Inspiration
In context of smart city, we experience a smart healthcare web based application. we need a dedicated smart city architecture, where attainment of different types of environmental data from various sources like IoT, WSN, Radio Frequency Identifier (FRID), distributed data repositories, and information shared are stored in a standard format. The proposed healthcare system also provides improved record management, emergency response (ER), easy access to the healthcare systems (appointments, referrals, filling prescriptions, follow-ups, access to online advisory resources etc.) and help with cost reduction. This service based cloud based infrastructure in support of smart cities provides tremendous opportunities for the government of KSA in 2030 vision to utilize for foreign investment attractions.
What it does
The following are use cases for this project works (for illustration please see the figure).

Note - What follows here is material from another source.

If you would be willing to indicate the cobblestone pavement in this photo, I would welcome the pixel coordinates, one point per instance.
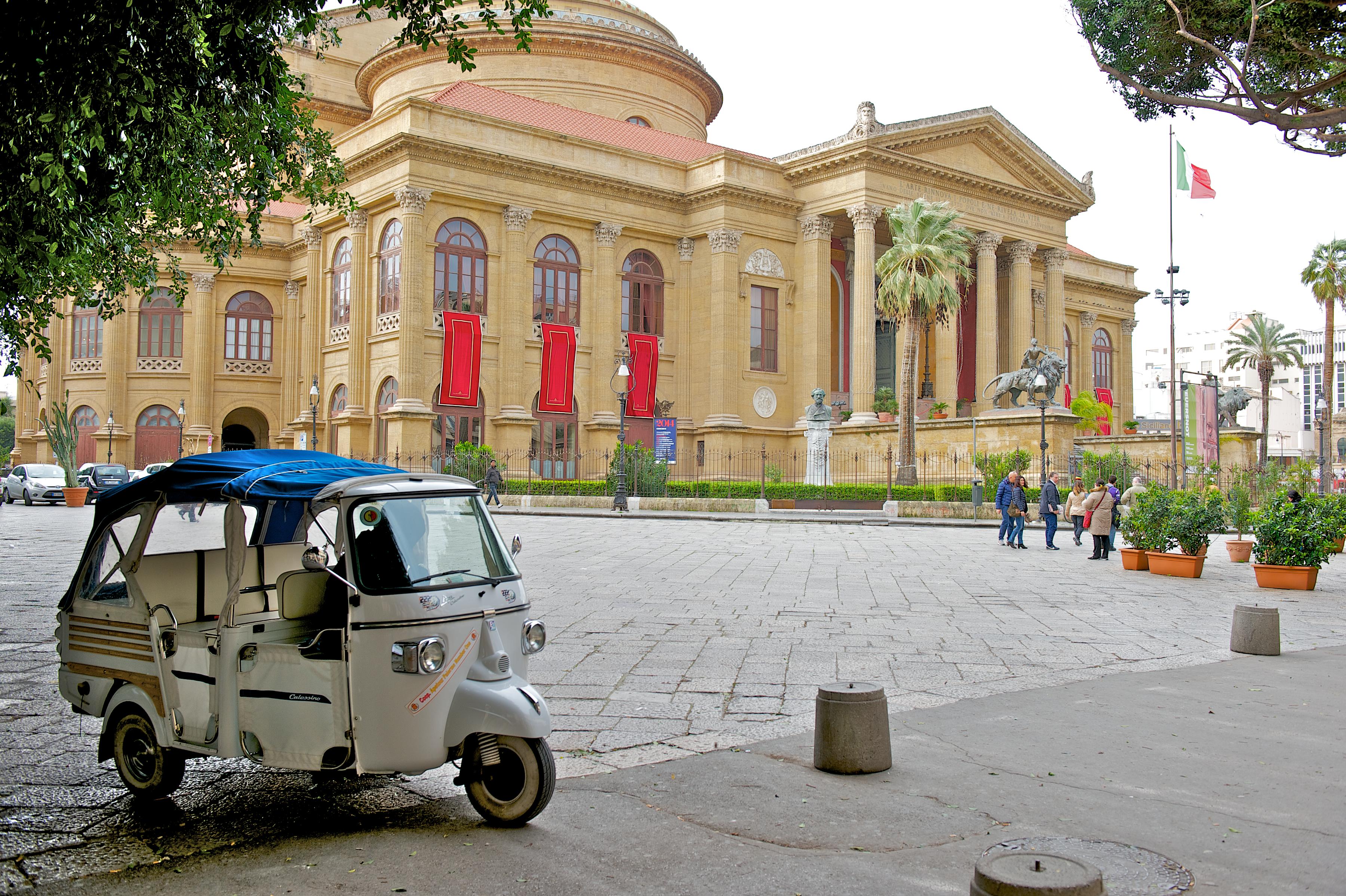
(667, 638)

Hospitals and Medical Clinics: The proposed infrastructure will provide many tools that make hospitals and medical clinics able to manage the patient care through different phases including record management, transfers, procedures, prescriptions etc. Hospices: The infrastructure will help hospices to provide medium term care for the patients who are transferred from hospitals to these facilities. The hospices can use tools provided by infrastructure to manage patient care including record managements, doctor visits, prescriptions. Assisted living houses (ALH): The infrastructure will help ALHs to provide long term care for the patients who are transferred from hospitals/hospices to these facilities. The ALHs can use tools provided by infrastructure to manage patient care including record managements, nurse managements, prescriptions. Ambulances and other Air Ambulances: They can use the infrastructure to manage the emergencies during transfer of critical patient to the hospitals and specialized facilities. In the hospital management model, a patient can move on an emergency basis with its whole medical setup from one branch of a hospital to the more specialized branch of the same hospital. Patient houses: Patient can be monitored in their houses and ALHs remotely using tools provided by this infrastructure. Due to the increasing number of aging demographic group, we consider this case so that a patient can be monitored continuously from the patient’s houses.
How we built it
Tracking layer and Information Gathering:
This layer aims to monitor and observe health information that are captured by smart device. It has one component called Observer that detects continuously and concurrently the data about the health information (e.g. temperature, hart rate, sugar blood, blood pressure). The tracking data collected by the observer component is stored in the
event repository. The event repository consists of tables that contain the information about Patient information.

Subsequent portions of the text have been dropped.